Les stratégies concernant l'approche de la maladie et les traitements doivent être mieux adaptées au sexe du malade.

Le cœur des femmes est plus fragile qu'on ne le croit. Pendant des années, toutes les études sur l'infarctus, le risque cardiaque, la prévention s'ingéniaient à trouver des solutions pour les hommes. Quelques femmes s'en sont indignées dans le monde et en France. Cette semaine dans le journal Global Heart, la revue de la Fédération mondiale pour le cœur, des chercheurs américains pointent les caractéristiques particu­lières des maladies cardiaques chez les femmes. Les facteurs de risque sont un peu différents, l'expression de la maladie aussi. Quant à la mortalité, elle est supérieure pour les femmes, après un infarctus. Il faut désormais prendre en compte ces nouvelles données, afin de mettre en place des stratégies de diagnostic et de traitement adaptées.

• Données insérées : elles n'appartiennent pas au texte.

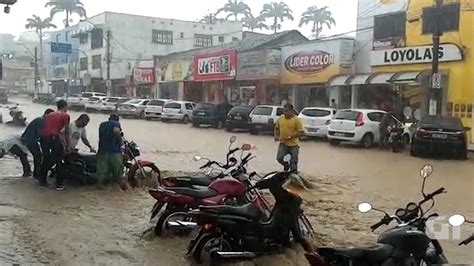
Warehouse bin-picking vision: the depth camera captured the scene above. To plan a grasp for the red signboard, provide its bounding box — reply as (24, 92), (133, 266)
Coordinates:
(193, 50), (237, 81)
(133, 67), (155, 85)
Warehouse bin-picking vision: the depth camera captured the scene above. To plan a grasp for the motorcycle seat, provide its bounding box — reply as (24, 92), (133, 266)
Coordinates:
(318, 244), (394, 262)
(199, 203), (262, 220)
(166, 187), (217, 199)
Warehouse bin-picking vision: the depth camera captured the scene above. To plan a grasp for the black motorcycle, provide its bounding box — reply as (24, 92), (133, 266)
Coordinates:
(188, 169), (313, 264)
(305, 165), (447, 266)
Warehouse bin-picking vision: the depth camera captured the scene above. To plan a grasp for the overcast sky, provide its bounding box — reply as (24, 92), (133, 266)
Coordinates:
(0, 0), (357, 36)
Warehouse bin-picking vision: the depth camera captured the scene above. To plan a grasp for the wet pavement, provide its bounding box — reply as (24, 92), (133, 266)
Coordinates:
(0, 99), (474, 265)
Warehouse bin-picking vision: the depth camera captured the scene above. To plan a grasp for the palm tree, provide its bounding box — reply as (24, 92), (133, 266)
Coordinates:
(215, 0), (252, 21)
(260, 2), (293, 33)
(299, 6), (336, 38)
(25, 15), (56, 64)
(242, 14), (268, 32)
(46, 0), (87, 28)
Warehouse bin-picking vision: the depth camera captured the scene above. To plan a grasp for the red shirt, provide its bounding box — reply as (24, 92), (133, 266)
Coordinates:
(41, 112), (69, 137)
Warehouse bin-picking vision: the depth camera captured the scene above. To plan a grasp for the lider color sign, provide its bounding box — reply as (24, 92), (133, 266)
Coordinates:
(193, 50), (237, 81)
(370, 44), (463, 66)
(281, 39), (354, 84)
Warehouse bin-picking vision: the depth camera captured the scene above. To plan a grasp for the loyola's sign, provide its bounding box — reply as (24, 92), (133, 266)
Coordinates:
(371, 44), (463, 66)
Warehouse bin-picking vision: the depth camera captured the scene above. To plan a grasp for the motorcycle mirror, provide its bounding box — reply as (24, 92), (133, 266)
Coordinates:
(448, 214), (466, 226)
(357, 202), (372, 213)
(420, 164), (433, 179)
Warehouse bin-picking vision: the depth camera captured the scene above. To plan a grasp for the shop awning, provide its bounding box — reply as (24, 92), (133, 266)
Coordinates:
(368, 73), (397, 84)
(328, 75), (351, 86)
(347, 74), (372, 85)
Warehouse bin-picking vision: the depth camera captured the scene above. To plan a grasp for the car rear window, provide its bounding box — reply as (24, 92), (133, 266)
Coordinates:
(334, 110), (360, 121)
(301, 109), (331, 117)
(420, 116), (464, 130)
(194, 103), (217, 111)
(229, 106), (252, 115)
(252, 107), (273, 115)
(165, 103), (181, 109)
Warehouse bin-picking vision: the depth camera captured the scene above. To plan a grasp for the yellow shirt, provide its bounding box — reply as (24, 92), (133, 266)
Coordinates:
(275, 115), (304, 147)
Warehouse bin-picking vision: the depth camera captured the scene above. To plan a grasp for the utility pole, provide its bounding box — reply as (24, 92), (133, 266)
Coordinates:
(429, 0), (443, 115)
(105, 30), (112, 96)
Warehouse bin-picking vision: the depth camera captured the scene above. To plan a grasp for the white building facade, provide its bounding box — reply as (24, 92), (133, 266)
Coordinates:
(73, 12), (242, 95)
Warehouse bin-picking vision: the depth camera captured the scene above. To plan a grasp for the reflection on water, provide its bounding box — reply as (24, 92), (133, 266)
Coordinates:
(0, 98), (474, 265)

«Ces dernières années, un ensemble d'études a montré que non seulement l'atteinte cardiaque a été sous-estimée chez les femmes, mais qu'en plus, cette pathologie se développait différemment chez les femmes par rapport aux hommes», soulignent les docteurs Kavita Sharma et Martha Gulati (Université de l'Ohio, États-Unis). Certains facteurs de risque affectent les deux sexes différemment. Par exemple, l'obésité augmente le risque d'infarctus de 64 % pour les femmes et seulement de 46 % pour les hommes. Les femmes de moins de 50 ans ayant présenté une attaque cardiaque courent un risque d'en mourir deux fois plus grand que les hommes, à gravité équivalente. Pour celles de plus de 65 ans qui ont un infarctus, le risque de décès dans l'année qui suit est bien plus important: 42 % d'entre elles décèdent dans l'année, contre 24 % des hommes (résultats américains). Une des hypothèses pour expliquer ces plus mauvais résultats est que la prise en charge serait moins bonne pour les femmes avec, en particulier, un retard au diagnostic, du fait notamment du faux dogme voulant qu'elles soient moins vulnérables que les hommes aux pathologies cardiaques.

Un atavisme plus important

Plus surprenant, l'imagerie montre que les femmes ont tendance, contrairement aux hommes, à développer une altération des petites artères du cœur, avec atteinte de la microcirculation. «Alors qu'à l'imagerie elles ne semblent souvent pas présenter d'obstruction des artères coronaires principales, leurs symptômes sont liés à l'obturation de petits vaisseaux, précisent les chercheurs. Près de la moitié des femmes présentant des troubles cardiaques n'ont pas d'obstruction des ar­tères coronaires principales. Par ailleurs, sur le plan anatomique, les plaques d'athérome chez les femmes sont plus souvent caractérisées par des érosions

De surcroît, si les facteurs de risque traditionnels d'infarctus pour les hommes sont les mêmes chez les femmes - prédisposition familiale, hypertension, diabète, dyslipidémie, tabagisme, sédentarité -, certaines différences sont notables. Les femmes qui ont un parent au premier degré (père, mère, frère ou sœur) ayant souffert d'un infarctus présentent plus de risque d'en souffrir à leur tour que les hommes dans la même situation familiale. De même, le fait d'être diabétique multiplie le risque d'attaque cardiaque par un facteur de 3 à 7 (selon les études) pour les femmes contre 2 à 3 pour les hommes. Si le risque augmente chez l'homme de manière linéaire avec l'âge, il existe pour elles, une cassure de la courbe, qui s'élève de manière exponentielle après 60 ans.

Ce travail innovant se termine par des remarques sans appel: «Les femmes sont très largement affectées par les maladies coronariennes. C'est une des principales causes de mortalité pour elles. Les caractéristiques des maladies coronariennes des femmes sont spécifiques. Des données de plus en plus précises démontrent que certaines stratégies thérapeutiques doivent être adaptées au sexe du malade, affirment les scientifiques. Des recherches sont encore nécessaires pour mettre en place des méthodes de diagnostic et de traitement adaptées. Les maladies coronariennes ne sont pas des atteintes uniquement masculines.» Il était temps de s'en rendre compte.